Agência Câmara
11 de Mai de 2007
O coordenador regional da Fundação Nacional de Saúde no Amazonas, Francisco Aires, explicou hoje na Câmara que a Funasa conta com 3 mil profissionais (médicos, dentistas e psicólogos, entre outros) atuando nas aldeias. Os casos de saúde mais complicados dos índios são encaminhados às cidades, e a Funasa, devido à carência de pessoal, contrata profissionais de organizações não-governamentais (ONGs). Segundo Aires, a Amazônia tem hoje 125 mil índios de mais de 70 etnias, distribuídos em 1.109 aldeias.
Ele participou de audiência pública sobre o direito dos indígenas à saúde promovida pelas comissões de Direitos Humanos e Minorias; e da Amazônia, Integração Nacional e de Desenvolvimento Regional. Os parlamentares quiseram saber por que, mesmo com uma política nacional de saúde para os povos indígenas, os índices de mortalidade continuam elevados.
Mortalidade infantil
O coordenador das equipes de saúde da Funasa, Zelik Trajber, disse que a mortalidade infantil vem caindo no Mato Grosso nos últimos anos. Em 2000, disse ele, a cada mil crianças nascidas 140 morriam. Esse número baixou para 38 em 2006. O índice nacional foi de 25 mortes por mil nascimentos em 2005.
Na Amazônia, os índios morrem de hepatite, malária e doenças provocadas pela falta de saneamento básico.
Centralização do atendimento
Na opinião do coordenador-geral da Coordenação das Organizações Indígenas da Amazônia Brasileira, Jecinaldo Barbosa Cabral, a saúde do índio é afetada pela centralização do atendimento na Funasa, com distritos sanitários indígenas sem autonomia. Outro fator prejudicial à saúde é a falta de demarcação dos territórios indígenas, que ficam suscetíveis a invasões de madeireiros e garimpeiros.
Em 1999, a Funasa substituiu a Fundação Nacional do Índio (Funai) no atendimento de saúde aos índios. A Funasa criou 34 distritos sanitários e fez parcerias com ONGs para contratar profissionais (médicos, dentistas, psicólogos e técnicos) que atendem os índios nas aldeias. Mas os representantes das comunidades indígenas reclamam da centralização administrativa.
Ausência
A presidente da Comissão da Amazônia, deputada Vanessa Grazziotin (PCdoB-AM), explicou que a intenção é colaborar com o debate de problemas sérios, importantes e antigos. Porém, ela admitiu que a ausência do presidente da Fundação Nacional do Índio (Funai), Mário Augusto Freitas de Meira, frustrou as expectativas dos participantes.

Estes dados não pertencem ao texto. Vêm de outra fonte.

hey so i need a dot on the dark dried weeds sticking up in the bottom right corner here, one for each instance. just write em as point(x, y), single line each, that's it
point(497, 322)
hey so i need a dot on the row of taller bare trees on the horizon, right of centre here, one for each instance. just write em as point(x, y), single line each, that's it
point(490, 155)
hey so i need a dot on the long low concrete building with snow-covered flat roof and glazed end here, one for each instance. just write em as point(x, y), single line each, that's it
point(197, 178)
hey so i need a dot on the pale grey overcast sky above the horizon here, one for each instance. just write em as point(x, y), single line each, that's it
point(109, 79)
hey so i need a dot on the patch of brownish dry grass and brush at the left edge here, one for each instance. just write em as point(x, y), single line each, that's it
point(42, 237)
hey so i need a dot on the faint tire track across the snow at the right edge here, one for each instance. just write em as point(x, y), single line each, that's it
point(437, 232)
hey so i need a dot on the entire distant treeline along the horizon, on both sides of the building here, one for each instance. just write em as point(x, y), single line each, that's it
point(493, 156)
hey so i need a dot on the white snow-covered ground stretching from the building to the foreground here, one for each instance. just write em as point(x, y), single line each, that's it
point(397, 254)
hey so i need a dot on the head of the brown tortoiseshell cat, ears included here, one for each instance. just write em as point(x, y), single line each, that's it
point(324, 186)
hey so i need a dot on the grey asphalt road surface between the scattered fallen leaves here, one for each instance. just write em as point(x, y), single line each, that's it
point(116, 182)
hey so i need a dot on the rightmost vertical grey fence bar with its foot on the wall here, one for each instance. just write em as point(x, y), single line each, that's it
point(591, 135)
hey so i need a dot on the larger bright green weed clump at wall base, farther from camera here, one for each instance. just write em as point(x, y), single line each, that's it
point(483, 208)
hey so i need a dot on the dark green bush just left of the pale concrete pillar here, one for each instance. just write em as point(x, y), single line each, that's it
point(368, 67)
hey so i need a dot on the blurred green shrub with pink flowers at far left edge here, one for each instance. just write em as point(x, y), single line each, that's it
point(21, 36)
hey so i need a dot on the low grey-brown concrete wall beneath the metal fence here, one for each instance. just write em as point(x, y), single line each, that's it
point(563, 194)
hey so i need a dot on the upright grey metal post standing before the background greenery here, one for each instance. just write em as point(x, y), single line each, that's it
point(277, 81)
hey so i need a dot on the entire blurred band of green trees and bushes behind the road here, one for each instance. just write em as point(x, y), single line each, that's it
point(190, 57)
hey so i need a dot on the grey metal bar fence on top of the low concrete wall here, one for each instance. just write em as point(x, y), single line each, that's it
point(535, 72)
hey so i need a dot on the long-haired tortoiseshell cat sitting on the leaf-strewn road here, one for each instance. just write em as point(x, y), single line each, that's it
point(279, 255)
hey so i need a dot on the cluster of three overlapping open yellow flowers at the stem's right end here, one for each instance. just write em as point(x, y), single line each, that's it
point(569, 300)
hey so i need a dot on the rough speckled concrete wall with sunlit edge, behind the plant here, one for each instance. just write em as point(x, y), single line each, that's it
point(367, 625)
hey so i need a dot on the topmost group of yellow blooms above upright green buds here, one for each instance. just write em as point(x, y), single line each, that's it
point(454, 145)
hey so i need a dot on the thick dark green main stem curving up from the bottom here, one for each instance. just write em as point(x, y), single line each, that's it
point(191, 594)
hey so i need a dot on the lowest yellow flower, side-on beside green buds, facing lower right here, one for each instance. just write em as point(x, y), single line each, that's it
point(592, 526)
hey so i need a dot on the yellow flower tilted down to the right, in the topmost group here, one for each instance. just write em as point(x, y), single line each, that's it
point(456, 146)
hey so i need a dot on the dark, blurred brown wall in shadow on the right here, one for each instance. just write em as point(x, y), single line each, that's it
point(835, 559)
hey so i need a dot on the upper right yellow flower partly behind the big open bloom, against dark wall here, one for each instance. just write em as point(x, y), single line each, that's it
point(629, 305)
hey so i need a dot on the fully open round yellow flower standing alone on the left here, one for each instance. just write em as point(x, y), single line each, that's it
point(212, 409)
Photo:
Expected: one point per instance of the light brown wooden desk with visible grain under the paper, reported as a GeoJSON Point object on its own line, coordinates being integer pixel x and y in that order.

Grazziotin deixou claro que as iniciativas da comissão não serão limitadas a uma audiência: "Acompanharemos mais de perto os trabalhos da Funai, da Funasa e das ONGs."

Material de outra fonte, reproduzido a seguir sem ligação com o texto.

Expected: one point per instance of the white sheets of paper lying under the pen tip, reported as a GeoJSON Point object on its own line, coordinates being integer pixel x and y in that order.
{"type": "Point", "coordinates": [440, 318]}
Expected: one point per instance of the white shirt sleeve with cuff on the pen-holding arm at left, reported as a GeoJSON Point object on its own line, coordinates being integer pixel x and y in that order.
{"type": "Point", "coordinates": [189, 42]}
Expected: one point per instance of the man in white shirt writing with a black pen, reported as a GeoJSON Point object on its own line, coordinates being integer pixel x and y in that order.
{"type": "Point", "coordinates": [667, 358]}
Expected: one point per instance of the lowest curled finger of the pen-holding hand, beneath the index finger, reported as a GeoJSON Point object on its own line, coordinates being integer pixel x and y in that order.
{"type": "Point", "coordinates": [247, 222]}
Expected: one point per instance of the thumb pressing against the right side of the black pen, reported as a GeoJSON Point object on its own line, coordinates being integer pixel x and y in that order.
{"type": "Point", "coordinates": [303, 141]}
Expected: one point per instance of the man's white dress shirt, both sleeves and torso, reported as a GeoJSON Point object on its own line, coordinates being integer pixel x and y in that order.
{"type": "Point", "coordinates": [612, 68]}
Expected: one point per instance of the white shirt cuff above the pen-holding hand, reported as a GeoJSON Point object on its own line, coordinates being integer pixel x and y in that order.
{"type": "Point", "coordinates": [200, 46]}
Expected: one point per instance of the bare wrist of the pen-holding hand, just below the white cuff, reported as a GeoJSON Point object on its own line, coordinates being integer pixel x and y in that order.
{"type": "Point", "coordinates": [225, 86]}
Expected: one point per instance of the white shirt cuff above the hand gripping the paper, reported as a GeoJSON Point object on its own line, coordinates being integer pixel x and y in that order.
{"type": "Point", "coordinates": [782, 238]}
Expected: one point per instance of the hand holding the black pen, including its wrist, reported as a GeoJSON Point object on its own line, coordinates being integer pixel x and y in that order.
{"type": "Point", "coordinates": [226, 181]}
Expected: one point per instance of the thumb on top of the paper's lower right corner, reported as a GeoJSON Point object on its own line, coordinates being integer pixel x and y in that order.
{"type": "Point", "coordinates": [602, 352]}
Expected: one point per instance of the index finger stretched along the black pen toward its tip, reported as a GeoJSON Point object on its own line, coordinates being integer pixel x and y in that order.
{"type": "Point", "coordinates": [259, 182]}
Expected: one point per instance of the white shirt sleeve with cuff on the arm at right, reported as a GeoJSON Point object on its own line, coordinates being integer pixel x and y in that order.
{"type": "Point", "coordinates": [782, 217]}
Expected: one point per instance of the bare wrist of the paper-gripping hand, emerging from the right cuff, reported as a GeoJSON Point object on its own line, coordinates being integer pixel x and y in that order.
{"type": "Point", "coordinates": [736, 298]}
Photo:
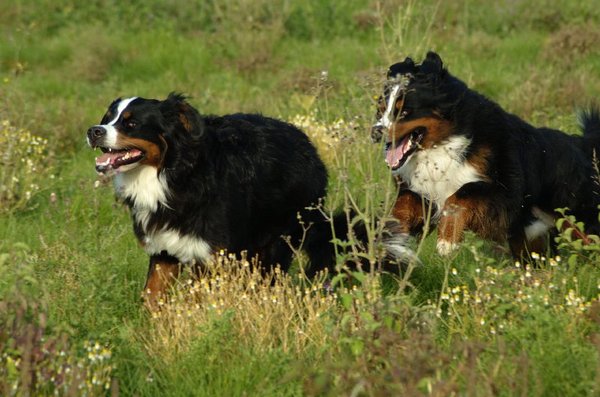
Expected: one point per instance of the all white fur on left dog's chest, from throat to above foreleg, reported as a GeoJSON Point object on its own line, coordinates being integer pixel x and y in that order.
{"type": "Point", "coordinates": [146, 189]}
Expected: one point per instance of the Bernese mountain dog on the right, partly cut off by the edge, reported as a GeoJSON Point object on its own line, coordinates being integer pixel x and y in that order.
{"type": "Point", "coordinates": [477, 167]}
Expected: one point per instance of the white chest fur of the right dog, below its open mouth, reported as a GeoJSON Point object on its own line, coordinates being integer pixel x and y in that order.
{"type": "Point", "coordinates": [437, 173]}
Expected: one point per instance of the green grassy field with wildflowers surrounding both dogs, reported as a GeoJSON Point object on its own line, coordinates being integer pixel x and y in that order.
{"type": "Point", "coordinates": [476, 324]}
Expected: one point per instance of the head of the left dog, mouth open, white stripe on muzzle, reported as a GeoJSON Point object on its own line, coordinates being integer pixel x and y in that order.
{"type": "Point", "coordinates": [137, 131]}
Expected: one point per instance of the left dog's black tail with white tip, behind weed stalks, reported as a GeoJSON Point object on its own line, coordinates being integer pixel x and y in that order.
{"type": "Point", "coordinates": [329, 240]}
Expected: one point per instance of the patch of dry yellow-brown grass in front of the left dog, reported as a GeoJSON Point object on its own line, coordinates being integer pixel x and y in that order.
{"type": "Point", "coordinates": [265, 311]}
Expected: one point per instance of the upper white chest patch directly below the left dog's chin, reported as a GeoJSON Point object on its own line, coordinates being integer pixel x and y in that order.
{"type": "Point", "coordinates": [144, 186]}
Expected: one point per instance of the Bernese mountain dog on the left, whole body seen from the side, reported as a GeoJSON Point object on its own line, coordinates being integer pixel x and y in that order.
{"type": "Point", "coordinates": [198, 184]}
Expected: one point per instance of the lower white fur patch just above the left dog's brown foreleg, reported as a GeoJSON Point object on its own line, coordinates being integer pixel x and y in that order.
{"type": "Point", "coordinates": [188, 249]}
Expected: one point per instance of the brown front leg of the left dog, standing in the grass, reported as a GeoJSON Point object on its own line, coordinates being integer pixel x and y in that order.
{"type": "Point", "coordinates": [162, 272]}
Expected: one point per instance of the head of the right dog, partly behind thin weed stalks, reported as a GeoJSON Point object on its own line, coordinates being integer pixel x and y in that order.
{"type": "Point", "coordinates": [415, 110]}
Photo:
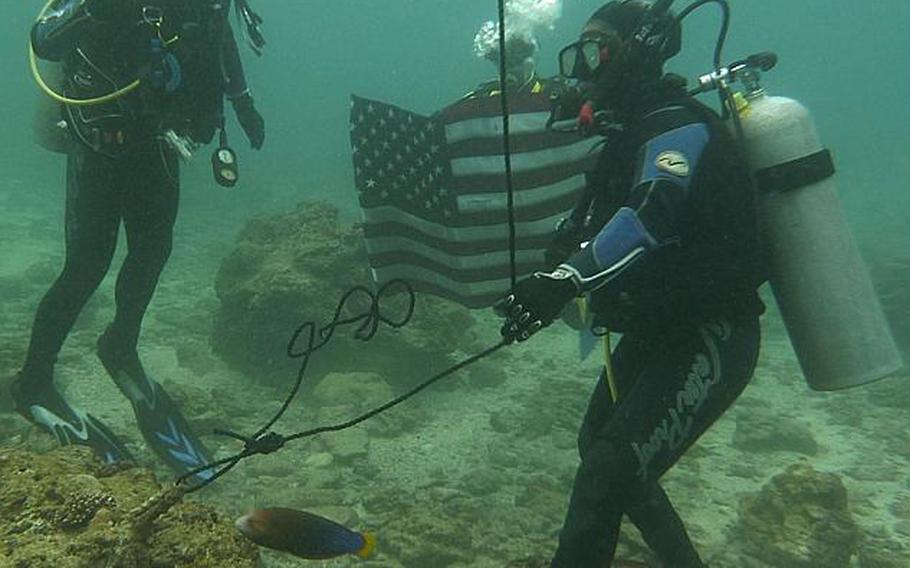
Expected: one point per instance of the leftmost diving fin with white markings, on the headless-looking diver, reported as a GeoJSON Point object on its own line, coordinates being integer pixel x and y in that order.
{"type": "Point", "coordinates": [48, 409]}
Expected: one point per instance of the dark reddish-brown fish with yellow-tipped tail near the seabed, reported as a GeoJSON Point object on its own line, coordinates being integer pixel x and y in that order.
{"type": "Point", "coordinates": [303, 534]}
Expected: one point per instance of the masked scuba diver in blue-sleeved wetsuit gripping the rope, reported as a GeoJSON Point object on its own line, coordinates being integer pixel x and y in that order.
{"type": "Point", "coordinates": [664, 245]}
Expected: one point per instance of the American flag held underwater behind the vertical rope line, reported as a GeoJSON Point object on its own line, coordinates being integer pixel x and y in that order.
{"type": "Point", "coordinates": [433, 191]}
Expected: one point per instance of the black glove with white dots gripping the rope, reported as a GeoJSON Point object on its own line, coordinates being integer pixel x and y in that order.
{"type": "Point", "coordinates": [535, 302]}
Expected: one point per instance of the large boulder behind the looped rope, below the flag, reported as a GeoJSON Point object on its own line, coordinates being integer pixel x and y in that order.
{"type": "Point", "coordinates": [294, 267]}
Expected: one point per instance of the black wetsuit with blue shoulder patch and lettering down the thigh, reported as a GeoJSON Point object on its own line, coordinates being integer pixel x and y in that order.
{"type": "Point", "coordinates": [688, 310]}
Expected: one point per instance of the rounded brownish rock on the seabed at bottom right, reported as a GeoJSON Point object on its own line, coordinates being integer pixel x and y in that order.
{"type": "Point", "coordinates": [799, 519]}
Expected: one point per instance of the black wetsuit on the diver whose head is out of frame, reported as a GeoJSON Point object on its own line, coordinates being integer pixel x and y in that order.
{"type": "Point", "coordinates": [120, 169]}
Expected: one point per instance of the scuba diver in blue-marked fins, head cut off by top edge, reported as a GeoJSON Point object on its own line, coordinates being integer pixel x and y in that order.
{"type": "Point", "coordinates": [144, 84]}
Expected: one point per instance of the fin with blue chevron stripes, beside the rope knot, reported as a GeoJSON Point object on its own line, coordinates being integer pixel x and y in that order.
{"type": "Point", "coordinates": [163, 426]}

Segundo o deputado Urzeni Rocha (PSDB-RR), há desleixo das autoridades em relação à saúde indígena. O parlamentar leu um documento do Conselho Missionário Indigienista (Cimi) repleto de denúncias de supostos casos de omissão e negligência da Funai. Segundo ele, a comissão precisa acompanhar os gastos da Funai.